Imputation of missing numeric values while preserving the absence of it - machine-learning

Before I dive into the Question itself I'll give a brief explanation of the data set and the problem
The Data set
I have a data set of roughly 20000 records and I intend to use it to train a classifier which classifies the a given record as 'Positive' or 'Negative'. The data set is also pretty imbalanced with a 5:1 ratio favoring the 'Positive' side.
One of the Features called 'Price' within the Data set which contains a monetary value (thus is <0) and has a few missing values (about 200). When I analyzed the data set all the rows which had NaN for 'Price' were classified as 'Negative'.
The Problem
What would be the best strategy to impute this column? I came up with the following options
I could drop these rows but since all of them are from the 'Negative'
class, that doesn't seem viable
Impute it with a value an extreme value such as -1000.00 as it is a monetary value. While it may work in this situation. It would not work had the value also taken negative values. and I wish to learn a more generic approach to the problem.
Impute it as normal with a stategy such as 'mean' or 'nearest
neighbour' which still could affect the performance as a majority of
the classes are 'Positive'
I could add a new Column called 'wasCompleted' which has a value of 1 if there was a value for the 'Price' feature or 0 if there wasn't. And still go with an option like (2) or (3). Which would still not solve any issue within those stategies
Considering this scenario what would be the best option to consider to impute these values?

There is at least one more option to consider:
Leave it as it is, and use ML method which can handle missing values much better than using any kind of imputation or creation of additional features. Such a method is e.g. LightGMB.

Related

Machine learning with handling features which are suppose to have missing data

I am currently working in a project for my MSc and I am having this issue with that dataset. I don't have previous experience in machine learning and this is my first exposure.
In my dataset I started doing my EDA (Exploratory Data Analysis) and I have a categorical feature with missing data which is Province_State. This column has 52360 missing values and as a percentage that is a 5.40%. I guess that is not too bad and according to what I learnt, I should impute these missing values or delete the column if I have reasonable reasonings.
My logical reasoning is that, not every country has provinces. Therefore that is pretty normal that there are missing values. I clearly don't see a point in imputing these missing values with a random value because that is not logically and it will also lead inaccuracy within the model because we cannot come up with a value which does not practically exist for that particular country.
I think I should do one of the following:
Impute all the missing values to a constant value such as -1 or "NotApplicable"
Remove the feature from the dataset
Please help me with a solution and thank you very much in advance.
(This dataset can be accessed from this link)
There are many ways to handle missing data .Deleting the whole column is not a good idea in most cases as you will be discarding information, however if you still want to delete the feature perform univariate analysis on that feature and see if its useful and decide accordingly.
Instead of removing the feature you can use any of the following ways:
Impute missing values with Mean/Median.
Predict missing values.
Impute all the missing values to -1.
Use algorithms that support missing values.

Predicting houseprice: is it okay to use a constant (int) to indicate "unknown"
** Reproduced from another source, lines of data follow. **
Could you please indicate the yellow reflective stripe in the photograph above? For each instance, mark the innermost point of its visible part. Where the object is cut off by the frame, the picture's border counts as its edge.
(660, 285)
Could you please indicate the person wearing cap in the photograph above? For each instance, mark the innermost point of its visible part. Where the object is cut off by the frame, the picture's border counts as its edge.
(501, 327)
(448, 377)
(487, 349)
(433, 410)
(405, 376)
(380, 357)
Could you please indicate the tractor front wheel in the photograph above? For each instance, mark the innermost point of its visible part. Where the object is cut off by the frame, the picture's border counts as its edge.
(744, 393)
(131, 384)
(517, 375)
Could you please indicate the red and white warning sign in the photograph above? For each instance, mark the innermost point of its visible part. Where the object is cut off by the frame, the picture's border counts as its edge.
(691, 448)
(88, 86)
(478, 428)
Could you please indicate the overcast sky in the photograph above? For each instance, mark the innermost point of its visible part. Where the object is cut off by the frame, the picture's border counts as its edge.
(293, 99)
I have a dataset and am trying to predict houseprices. Several variables (#bedrooms, #bathrooms, area, ...) use the constants 0 or -1 to indicate "not known". Is this good practice?
Dropping these values would result in the loss of too much data. Interpolation does not seem like a good option, especially since there are cases where multiple of these values are unknown and they are relatively highly correlated to each other.
Taking the mean of the column to substitute these values with would not work seeing as all houses are fundamentally different.
Does anyone have advise on this?
Totally depends on what ML algorithm you want to use. Some can handle null values for missing data and others can't.
Usually interpolating/predicting these missing values is a reasonable idea. You could run another algorithm first to predict the missing values based on your available data and then run a second algorithm for the housing price prediction.

Why doesn't ID3 algorithm work on the UCI Mushroom dataset in Weka?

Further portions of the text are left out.